Thank you, but I would not exactly say that those firms actually fund traders. At best, they give you $5K of margin. Could be worthwhile for someone who's completely new to the business as an alternative to pure simulator trading. Or for someone who's so broke that they literally only have $350 to their name. If not - no reason to not put up $5K to trade your own account, IMO.
Hmm If that’s the case then I agree no point. But was under the impression they can back you up to a couple hundred grand based on hitting their performance thresholds
False advertisement I'm afraid. There firms have been thoroughly exposed on this forum through various threads. They call it a $150K account, but the maximum drawdown is $5K. Usually, there's a scaling plan, too. Meaning you can't start trading more than 3-5 contracts on your live account. So, basically they're giving you $5K to trade with. If you lose that or break a rule you're done - regardless of your results in the evaluation. They'll be happy to let you try again for $350, though. I reasoned that maybe eventually such a firm would truly stake you if you show yourself to be a good trader with the live account, but I've seen no proof of that and sincerely don't believe that to be the case. It's basically a modern day bucket shop. Let's get back on topic. Do you have any capital to put up yourself? I was recommend to check out T3 Trading Group by a friend. He uses some of their services, but have no experience with the get-funded part of the company. Neither have I. But I did talk with them briefly about it and they seemed like good people. Basically, you have to put up your own money, unless you have a track record to show them. I now see that they offer options, too. I have no idea if they're legitimate and at this point I'm starting to think that everyone in this business are charlatans, but who knows... If you reach out to them - it would be nice to hear how it goes. I declined their offer at the time being and am currently trading my own capital strictly, but I don't rule out trading with them eventually. https://www.t3trading.com/
I know that list of firms. https://www.traderslog.com/proprietarytradingfirms Mostly this firms are something around liquidity providing on US stocks, US futures or EU stocks/futures markets. So probably you can be EMPLOYED here as a good quant, data engineer, software engineer or may be a trader with math/statistics skills. So it's not a pure capital raising...
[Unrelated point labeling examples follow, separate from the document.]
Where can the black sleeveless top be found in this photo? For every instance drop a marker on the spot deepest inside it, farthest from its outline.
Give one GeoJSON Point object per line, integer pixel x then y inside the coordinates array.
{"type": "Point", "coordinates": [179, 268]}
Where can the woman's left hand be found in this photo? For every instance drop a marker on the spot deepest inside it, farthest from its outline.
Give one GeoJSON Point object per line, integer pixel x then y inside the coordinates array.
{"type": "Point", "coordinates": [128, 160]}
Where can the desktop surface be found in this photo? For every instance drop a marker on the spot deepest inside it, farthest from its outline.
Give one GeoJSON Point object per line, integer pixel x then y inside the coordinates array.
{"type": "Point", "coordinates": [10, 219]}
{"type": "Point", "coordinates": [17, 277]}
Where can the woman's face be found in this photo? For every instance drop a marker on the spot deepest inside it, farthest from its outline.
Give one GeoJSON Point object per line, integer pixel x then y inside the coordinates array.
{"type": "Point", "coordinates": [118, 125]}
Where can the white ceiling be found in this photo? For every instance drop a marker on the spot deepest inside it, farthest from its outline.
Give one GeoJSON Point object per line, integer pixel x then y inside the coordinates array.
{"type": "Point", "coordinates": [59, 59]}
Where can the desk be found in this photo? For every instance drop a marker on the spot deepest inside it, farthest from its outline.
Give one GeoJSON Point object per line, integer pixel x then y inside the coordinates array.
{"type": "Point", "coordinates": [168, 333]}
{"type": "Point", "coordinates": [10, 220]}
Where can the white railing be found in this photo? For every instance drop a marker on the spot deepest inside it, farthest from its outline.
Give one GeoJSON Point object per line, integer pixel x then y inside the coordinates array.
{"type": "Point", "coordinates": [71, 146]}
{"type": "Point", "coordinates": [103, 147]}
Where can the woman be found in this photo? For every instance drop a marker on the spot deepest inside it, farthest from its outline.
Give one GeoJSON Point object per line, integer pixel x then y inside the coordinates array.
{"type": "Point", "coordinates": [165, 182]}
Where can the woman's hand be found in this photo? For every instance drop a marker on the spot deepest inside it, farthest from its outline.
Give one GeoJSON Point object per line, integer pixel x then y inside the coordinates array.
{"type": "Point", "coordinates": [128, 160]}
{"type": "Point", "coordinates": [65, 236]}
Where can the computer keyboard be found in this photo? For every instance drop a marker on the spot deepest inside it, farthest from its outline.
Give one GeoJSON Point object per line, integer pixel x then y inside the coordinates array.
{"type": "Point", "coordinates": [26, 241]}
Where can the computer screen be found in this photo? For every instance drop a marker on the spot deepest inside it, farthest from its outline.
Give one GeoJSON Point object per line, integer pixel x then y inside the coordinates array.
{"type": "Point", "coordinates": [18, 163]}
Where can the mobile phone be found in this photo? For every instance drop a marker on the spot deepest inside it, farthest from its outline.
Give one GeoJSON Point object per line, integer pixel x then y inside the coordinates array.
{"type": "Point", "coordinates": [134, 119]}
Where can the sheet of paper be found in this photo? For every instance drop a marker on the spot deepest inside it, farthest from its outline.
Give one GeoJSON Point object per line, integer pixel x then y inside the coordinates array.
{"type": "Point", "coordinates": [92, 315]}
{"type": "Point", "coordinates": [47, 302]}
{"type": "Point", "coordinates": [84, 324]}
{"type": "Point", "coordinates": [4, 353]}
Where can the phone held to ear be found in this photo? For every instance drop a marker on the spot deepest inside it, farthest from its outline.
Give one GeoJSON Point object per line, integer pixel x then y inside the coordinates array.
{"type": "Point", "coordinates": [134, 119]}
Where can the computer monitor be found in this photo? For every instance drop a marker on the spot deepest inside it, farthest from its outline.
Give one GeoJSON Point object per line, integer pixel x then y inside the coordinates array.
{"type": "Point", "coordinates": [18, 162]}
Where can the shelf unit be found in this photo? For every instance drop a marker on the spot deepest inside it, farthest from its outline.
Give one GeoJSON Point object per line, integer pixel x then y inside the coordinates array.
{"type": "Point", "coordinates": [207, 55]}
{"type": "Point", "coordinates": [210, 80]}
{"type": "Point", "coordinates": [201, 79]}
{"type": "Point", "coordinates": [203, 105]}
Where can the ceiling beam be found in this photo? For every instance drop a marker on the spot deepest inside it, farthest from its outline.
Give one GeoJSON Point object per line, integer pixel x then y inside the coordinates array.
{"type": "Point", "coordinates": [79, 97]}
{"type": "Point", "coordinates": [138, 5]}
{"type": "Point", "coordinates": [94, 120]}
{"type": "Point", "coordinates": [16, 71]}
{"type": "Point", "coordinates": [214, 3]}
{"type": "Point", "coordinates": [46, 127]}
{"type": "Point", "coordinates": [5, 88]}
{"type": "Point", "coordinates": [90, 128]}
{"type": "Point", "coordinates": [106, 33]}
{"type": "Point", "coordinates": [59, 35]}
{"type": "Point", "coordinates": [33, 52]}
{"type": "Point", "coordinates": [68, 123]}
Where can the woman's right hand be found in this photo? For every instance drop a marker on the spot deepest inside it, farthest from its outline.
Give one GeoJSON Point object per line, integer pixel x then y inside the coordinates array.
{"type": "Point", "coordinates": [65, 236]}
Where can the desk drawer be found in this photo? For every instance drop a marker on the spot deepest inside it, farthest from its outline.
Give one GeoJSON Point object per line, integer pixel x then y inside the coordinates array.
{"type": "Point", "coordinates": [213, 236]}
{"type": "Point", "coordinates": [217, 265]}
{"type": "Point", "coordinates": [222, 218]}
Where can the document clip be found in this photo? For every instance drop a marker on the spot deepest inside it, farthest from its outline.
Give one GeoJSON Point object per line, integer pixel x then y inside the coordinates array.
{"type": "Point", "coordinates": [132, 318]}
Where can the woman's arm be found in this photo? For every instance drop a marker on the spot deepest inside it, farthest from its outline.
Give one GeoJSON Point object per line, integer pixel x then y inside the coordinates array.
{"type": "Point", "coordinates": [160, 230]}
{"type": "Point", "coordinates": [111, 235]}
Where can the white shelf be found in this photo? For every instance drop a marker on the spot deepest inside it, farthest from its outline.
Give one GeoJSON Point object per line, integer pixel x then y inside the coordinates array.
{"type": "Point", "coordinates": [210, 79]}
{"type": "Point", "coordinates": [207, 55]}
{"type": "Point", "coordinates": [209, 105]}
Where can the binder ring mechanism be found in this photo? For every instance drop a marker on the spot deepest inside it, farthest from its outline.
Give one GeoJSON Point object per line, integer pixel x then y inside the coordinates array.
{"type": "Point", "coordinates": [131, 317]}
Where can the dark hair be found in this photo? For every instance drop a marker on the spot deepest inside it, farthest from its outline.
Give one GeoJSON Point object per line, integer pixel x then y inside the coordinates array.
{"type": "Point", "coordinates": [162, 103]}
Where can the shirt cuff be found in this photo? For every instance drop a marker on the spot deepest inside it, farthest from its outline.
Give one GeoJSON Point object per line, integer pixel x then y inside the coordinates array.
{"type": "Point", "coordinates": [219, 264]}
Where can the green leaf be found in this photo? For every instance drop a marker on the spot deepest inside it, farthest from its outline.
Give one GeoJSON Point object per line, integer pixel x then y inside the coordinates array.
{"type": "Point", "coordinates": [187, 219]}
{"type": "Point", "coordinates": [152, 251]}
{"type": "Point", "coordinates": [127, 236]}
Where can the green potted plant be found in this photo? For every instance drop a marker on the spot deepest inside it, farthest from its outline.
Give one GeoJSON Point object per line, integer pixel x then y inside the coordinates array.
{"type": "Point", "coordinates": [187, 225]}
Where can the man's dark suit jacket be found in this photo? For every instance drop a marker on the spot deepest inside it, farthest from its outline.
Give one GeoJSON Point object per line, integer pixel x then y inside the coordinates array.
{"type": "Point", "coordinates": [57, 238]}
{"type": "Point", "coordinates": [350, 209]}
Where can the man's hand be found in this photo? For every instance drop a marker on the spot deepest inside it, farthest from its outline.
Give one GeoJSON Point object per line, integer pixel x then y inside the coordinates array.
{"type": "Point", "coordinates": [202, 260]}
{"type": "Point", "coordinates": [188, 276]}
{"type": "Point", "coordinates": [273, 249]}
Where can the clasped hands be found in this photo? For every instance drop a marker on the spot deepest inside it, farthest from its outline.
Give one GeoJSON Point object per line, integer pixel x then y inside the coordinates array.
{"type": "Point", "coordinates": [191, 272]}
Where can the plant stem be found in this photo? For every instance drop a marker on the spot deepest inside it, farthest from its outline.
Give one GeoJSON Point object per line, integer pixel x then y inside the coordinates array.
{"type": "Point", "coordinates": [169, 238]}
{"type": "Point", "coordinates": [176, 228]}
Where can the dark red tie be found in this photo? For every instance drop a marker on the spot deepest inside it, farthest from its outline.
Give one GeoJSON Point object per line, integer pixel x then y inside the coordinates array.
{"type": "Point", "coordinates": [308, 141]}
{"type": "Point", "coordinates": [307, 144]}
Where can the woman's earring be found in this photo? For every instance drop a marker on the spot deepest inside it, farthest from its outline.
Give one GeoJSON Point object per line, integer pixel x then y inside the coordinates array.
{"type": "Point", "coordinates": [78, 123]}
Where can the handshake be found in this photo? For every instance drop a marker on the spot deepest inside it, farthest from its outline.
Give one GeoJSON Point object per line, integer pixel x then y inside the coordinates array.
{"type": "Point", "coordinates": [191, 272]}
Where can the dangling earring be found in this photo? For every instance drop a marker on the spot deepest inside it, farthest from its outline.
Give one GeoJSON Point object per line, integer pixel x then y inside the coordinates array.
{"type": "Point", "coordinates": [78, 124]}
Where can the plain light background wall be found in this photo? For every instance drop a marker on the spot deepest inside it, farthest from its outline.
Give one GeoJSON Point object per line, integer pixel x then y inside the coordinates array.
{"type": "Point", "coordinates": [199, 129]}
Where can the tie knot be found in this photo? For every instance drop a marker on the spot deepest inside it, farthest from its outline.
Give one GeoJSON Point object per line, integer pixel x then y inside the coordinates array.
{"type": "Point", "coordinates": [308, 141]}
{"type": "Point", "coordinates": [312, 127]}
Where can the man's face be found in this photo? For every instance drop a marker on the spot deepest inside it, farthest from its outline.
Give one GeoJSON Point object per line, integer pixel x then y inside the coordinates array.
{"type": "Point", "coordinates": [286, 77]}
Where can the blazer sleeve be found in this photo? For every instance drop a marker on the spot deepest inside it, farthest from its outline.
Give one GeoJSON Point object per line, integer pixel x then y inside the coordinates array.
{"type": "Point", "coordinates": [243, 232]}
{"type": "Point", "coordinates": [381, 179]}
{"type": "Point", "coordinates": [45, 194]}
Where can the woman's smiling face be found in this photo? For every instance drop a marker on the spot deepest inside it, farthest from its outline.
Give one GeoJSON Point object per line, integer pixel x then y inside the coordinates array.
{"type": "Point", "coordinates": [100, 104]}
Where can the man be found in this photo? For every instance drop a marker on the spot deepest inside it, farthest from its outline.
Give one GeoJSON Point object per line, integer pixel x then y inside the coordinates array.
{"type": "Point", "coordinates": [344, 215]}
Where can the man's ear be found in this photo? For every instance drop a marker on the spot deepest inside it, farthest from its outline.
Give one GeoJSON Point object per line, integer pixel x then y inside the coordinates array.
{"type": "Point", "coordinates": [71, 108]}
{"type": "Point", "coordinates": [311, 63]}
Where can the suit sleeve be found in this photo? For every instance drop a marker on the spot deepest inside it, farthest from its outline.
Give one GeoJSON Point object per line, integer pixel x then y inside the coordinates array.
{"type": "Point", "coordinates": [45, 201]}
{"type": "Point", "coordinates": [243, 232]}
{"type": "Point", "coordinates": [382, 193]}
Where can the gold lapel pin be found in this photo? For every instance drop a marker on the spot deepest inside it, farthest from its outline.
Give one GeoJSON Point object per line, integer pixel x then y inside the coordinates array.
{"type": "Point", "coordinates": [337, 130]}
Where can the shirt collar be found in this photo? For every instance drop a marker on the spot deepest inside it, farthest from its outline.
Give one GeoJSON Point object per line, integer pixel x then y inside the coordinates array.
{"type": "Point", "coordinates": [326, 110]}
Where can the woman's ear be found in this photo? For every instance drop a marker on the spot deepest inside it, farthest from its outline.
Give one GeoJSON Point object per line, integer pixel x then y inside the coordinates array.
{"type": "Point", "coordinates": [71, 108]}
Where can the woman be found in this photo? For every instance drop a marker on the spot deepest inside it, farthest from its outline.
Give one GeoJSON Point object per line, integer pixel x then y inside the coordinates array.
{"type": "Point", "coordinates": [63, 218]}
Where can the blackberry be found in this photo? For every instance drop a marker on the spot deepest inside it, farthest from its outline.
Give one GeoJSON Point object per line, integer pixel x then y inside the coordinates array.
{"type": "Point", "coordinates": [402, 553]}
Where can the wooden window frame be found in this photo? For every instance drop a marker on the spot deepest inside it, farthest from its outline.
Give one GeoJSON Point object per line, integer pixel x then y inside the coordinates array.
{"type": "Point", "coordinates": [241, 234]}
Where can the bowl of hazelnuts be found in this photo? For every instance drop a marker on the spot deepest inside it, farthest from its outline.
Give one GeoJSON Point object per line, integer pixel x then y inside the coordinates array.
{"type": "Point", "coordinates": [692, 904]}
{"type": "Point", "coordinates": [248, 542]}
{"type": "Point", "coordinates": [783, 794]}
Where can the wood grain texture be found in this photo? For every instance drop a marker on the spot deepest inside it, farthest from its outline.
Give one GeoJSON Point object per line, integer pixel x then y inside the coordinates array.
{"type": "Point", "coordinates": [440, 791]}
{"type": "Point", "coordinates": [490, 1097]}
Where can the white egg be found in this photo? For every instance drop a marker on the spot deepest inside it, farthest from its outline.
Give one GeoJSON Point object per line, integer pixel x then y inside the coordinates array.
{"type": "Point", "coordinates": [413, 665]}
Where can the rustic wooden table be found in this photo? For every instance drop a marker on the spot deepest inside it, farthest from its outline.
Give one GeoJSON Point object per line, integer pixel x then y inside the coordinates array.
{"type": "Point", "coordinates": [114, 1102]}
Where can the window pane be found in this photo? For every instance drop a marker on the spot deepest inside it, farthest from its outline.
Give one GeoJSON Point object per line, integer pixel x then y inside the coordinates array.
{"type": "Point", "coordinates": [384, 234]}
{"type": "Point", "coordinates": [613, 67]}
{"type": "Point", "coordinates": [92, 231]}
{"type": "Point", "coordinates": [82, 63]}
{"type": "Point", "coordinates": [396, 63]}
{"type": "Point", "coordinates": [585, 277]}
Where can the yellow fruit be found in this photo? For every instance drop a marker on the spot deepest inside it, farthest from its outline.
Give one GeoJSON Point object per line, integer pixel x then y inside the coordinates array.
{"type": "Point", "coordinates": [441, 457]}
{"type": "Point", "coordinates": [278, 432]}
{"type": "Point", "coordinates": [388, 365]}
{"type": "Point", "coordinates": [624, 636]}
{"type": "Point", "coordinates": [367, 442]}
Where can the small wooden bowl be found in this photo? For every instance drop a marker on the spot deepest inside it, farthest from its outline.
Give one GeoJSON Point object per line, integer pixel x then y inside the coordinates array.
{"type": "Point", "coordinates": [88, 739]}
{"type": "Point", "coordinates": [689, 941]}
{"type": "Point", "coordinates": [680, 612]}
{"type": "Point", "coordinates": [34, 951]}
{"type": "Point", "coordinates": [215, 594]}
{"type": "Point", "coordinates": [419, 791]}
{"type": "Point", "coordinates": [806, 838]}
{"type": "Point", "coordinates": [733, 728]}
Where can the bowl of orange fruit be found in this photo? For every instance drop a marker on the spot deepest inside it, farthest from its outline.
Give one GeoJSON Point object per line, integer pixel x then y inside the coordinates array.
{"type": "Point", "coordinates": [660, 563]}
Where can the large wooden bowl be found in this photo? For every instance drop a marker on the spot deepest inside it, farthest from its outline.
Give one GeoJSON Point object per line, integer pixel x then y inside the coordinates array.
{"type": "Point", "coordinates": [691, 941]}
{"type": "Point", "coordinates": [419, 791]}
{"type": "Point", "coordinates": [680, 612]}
In response, I would like to ask the following question... If I coming to some prop firm (in US or in London for example) with "non-standard" idea to trade something in derivatives on emerging market exchanges (for example India, Korea, Brazil and etc.) or even crypto exchanges... Then what is expected annual return from this adventure should be, that prop firm holders can think about opening this line? 1m$ annually? 10m$ annually? 100m$ annually? or even less than 1m$ annually? I really don't know how economics of this process are looks like for firms, will be happy for your advices
Generally prop firms wouldn’t consider someone joining that wanted to trade on markets or exchanges they weren’t already familiar with. The turnover of people coming in to prop firms with grand ideas that don’t end up making money means it’s just not worth their time and effort getting access to various new exchanges, the risk of trading a market they aren’t familiar with etc. If however you approach them with a successful track record trading a new market and offer to fund the initial risk and setup they will welcome you with open arms as it’s a new way for them to diversify. But I think you would need to have shown in excess of $200k in profits a year for someone to take you on trading a new market. But if you were looking to join a firm trading traditional markets that’s very different. Entry requirements much lower.